Y cómo olvidar noviembre de 1985: un comando de guerrilleros (M-19) perpetró un asalto a la sede del Palacio de Justicia en Bogotá, en la que tomaron 350 rehenes entre los que hubo magistrados, consejeros de Estado, funcionarios judiciales, empleados y visitantes. Al tercer día, ante los ojos del mundo, el gobierno retomó el edificio, el saldo final fue de 98 muertos, entre los que se encontraban 11 magistrados de la sala penal.

En este contexto de amenazas y asesinatos de funcionarios judiciales y, literalmente como última opción, se crearon los jueces y fiscales sin rostro en Colombia, 1991, bajo el amparo del estado de sitio, con una duración de nueve años. La identidad de los jueces, fiscales y testigos era mantenida en secreto y las medidas de seguridad incluían traslados en carros blindados, audiencias llevadas a cabo en búnkeres, cristales unidireccionales para proteger la identidad y distorsionador de voces. Los jueces sin rostro son una figura para proteger la identidad e integridad de los impartidores de justicia responsables de casos que involucran a grandes criminales y se ha utilizado en Italia en la lucha contra la mafia o en Colombia y Perú. La estrategia, según sus defensores, hizo posible el combate a los cárteles de Medellín y de Cali, pero organismos como la Organización de Estados Americanos (OEA) consideraban que no se lograron disminuir los niveles de impunidad, se clonaban testigos, arrestos injustificados y se violaba el debido proceso, razón por la cual esta medida llegó a su fin por decisión de la Corte Constitucional en 2000.

Habiendo sido testigo de cómo funciona la estrategia de tratar de proteger la identidad de los jueces y fiscales, les puedo decir que a mediano y largo plazos no funciona. Los criminales siempre encontrarán cómo identificar a sus juzgadores gracias a la intimidación y corrupción.

Por eso es preocupante, yo diría que peligroso, que ante el asesinato del juez federal Vicente Antonio Bermúdez, el presidente de la CNDH, Luis Raúl González Pérez, haya comentado que en México debe analizarse la instauración de la figura de jueces sin rostro.

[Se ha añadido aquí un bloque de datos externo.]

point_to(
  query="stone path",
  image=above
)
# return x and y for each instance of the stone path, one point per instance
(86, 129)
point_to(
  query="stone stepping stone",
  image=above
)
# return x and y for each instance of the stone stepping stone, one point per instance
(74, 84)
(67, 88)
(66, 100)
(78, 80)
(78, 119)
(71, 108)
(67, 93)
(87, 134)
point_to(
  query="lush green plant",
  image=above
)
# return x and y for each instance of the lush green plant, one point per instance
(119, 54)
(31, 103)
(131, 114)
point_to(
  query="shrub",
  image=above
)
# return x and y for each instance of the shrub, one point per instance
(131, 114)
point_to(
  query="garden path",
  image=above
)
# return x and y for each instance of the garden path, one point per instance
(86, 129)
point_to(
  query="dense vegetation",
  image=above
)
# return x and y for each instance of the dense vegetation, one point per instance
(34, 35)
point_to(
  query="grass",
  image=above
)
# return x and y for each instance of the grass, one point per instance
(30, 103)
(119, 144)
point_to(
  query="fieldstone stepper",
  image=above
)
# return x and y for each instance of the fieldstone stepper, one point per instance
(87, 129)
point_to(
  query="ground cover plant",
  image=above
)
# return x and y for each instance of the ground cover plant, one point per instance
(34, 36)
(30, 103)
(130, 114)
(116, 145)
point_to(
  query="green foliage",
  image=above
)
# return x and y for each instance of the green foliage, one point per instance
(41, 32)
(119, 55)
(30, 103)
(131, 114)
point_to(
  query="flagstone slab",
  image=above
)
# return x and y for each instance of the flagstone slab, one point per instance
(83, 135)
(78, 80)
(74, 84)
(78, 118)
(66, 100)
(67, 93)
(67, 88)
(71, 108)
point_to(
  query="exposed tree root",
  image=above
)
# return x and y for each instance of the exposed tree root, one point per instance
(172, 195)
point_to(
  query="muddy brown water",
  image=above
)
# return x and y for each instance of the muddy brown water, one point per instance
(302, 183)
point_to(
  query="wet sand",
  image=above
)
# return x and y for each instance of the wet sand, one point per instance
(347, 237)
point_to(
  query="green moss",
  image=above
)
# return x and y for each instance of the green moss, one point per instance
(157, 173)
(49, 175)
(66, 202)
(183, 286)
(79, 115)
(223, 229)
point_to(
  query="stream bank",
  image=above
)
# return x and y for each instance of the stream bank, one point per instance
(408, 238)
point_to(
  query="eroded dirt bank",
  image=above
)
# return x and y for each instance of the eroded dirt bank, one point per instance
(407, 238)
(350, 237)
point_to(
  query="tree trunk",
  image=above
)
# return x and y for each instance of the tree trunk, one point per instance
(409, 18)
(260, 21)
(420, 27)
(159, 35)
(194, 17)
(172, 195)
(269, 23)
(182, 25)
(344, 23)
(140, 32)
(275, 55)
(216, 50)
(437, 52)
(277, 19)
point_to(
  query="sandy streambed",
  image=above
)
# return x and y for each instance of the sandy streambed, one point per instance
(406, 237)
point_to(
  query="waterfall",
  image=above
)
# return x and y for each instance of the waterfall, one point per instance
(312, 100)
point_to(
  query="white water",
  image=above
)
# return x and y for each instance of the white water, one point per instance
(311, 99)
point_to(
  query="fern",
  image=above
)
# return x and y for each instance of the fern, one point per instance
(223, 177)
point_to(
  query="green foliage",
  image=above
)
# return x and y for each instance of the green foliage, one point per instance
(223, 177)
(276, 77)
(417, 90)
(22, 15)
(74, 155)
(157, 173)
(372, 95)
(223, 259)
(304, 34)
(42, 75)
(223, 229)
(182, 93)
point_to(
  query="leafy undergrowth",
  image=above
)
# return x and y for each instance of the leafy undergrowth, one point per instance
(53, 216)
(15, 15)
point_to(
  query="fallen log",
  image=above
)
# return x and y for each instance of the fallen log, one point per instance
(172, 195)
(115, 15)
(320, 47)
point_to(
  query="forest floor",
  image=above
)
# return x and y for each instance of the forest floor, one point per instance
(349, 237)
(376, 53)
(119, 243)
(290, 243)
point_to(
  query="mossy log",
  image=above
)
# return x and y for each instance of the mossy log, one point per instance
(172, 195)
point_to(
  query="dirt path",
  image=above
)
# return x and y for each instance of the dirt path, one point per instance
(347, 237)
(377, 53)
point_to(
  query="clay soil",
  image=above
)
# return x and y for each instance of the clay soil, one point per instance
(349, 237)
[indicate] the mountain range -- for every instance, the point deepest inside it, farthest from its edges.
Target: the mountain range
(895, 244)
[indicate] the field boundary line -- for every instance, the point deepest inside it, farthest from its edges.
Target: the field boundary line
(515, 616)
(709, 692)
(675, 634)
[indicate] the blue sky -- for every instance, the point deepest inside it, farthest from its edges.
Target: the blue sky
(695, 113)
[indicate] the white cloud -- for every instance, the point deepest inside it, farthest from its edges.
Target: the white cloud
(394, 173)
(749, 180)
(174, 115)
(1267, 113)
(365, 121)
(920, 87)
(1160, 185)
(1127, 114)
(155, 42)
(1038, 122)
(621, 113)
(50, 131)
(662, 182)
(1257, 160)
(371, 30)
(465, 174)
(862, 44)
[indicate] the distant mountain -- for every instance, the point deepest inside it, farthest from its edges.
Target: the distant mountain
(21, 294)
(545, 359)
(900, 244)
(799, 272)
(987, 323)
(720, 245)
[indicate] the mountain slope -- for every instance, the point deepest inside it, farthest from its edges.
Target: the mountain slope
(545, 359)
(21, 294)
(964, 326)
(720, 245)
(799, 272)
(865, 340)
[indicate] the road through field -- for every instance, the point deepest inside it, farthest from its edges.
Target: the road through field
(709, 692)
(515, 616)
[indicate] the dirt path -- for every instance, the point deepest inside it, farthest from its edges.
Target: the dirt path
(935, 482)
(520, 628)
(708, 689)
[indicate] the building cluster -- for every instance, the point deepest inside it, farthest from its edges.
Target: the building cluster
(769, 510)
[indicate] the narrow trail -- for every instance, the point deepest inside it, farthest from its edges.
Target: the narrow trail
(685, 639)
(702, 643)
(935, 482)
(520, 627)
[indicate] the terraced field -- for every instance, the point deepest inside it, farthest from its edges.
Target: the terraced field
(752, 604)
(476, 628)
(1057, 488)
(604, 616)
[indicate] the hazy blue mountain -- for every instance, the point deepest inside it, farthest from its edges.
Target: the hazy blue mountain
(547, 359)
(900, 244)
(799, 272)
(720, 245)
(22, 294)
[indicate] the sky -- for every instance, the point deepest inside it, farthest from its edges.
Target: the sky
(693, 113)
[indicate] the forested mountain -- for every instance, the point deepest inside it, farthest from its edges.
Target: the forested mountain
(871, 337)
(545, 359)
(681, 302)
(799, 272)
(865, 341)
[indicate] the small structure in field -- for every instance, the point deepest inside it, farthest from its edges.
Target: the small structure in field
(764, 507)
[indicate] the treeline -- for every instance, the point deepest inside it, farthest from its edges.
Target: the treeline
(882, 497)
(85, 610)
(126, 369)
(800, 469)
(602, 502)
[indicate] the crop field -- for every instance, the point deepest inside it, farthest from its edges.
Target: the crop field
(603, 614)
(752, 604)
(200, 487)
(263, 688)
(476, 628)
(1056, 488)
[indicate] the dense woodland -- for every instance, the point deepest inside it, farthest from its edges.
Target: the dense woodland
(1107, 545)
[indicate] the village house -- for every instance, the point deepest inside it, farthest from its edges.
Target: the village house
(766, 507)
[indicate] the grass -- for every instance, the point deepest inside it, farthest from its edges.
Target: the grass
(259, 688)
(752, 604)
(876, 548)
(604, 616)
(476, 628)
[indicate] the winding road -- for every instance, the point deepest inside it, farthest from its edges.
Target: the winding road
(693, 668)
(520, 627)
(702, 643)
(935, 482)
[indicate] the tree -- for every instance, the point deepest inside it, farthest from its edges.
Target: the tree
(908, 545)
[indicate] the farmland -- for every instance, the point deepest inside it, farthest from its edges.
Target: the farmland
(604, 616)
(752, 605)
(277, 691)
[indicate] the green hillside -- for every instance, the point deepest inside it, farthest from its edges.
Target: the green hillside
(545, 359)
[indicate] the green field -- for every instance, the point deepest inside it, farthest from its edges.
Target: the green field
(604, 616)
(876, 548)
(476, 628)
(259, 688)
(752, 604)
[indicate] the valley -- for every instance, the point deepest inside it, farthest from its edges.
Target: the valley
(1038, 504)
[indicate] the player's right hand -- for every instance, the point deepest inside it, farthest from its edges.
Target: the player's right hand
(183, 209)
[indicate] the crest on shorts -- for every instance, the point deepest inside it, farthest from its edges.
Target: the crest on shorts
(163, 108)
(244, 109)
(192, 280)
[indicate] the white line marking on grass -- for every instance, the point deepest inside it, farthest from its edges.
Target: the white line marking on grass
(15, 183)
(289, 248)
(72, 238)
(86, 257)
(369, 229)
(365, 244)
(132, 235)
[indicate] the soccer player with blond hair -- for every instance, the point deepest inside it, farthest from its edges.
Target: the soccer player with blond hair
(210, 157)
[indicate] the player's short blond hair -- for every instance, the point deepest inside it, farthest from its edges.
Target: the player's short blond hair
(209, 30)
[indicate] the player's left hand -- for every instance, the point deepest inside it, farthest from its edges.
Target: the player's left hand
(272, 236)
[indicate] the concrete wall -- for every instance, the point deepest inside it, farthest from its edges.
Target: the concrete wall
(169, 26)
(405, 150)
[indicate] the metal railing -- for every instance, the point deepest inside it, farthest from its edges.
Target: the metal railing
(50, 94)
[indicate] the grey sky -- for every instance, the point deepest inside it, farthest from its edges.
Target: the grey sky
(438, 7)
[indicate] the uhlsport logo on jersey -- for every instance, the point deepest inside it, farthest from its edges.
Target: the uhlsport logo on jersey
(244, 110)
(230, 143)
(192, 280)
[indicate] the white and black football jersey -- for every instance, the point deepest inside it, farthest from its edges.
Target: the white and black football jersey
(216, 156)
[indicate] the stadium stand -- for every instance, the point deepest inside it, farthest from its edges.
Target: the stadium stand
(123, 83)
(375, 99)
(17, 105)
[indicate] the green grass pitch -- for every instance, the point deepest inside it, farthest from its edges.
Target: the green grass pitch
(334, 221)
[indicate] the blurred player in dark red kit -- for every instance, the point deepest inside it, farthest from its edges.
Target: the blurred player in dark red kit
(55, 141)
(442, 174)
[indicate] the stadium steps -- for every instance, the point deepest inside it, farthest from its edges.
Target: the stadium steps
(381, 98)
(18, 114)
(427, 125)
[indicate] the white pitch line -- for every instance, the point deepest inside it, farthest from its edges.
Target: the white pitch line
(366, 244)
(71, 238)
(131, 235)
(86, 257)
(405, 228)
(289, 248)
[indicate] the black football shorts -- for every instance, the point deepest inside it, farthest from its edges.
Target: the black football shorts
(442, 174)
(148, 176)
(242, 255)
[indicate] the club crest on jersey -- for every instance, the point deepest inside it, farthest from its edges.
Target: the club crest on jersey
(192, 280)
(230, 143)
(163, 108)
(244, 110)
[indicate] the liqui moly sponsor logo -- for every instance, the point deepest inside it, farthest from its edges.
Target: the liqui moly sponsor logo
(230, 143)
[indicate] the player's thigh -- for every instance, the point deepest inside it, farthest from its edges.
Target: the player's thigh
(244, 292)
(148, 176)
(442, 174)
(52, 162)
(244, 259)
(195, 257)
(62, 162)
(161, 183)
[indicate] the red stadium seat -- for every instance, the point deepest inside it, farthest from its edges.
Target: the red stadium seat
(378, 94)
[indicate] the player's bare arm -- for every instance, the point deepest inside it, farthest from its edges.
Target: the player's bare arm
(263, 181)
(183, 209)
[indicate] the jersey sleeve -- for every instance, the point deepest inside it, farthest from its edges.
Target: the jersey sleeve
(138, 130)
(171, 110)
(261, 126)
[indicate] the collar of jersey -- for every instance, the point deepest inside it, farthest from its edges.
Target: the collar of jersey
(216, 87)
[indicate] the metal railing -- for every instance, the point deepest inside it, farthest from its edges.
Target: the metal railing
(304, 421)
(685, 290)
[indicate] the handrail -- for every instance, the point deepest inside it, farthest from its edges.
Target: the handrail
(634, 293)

La única forma de detener la intimidación, amenazas y asesinato de jueces y ministerios públicos es ¡protegerlos! Proporcionar los recursos y seguridad a todos los funcionarios judiciales que remotamente tendrían que tomar decisiones que afecten los intereses de criminales violentos y políticos peligrosos. Eso significa carros blindados, celulares y computadoras encriptadas, guardaespaldas, búnkeres.

Y sobre todo asegurar a los funcionarios judiciales que el Estado mexicano literalmente enfrentará y destruirá literalmente a cualquier organización o persona que se atreva a intimidar, corromper o asesinar jueces y ministerios públicos. No puede quedar en la impunidad el asesinato del juez federal Vicente Antonio Bermúdez.

Con la fuerza y capacidad del Estado se protege a los funcionarios, no escondiéndolos en el anonimato. No funcionó en otros países y no funcionará en México.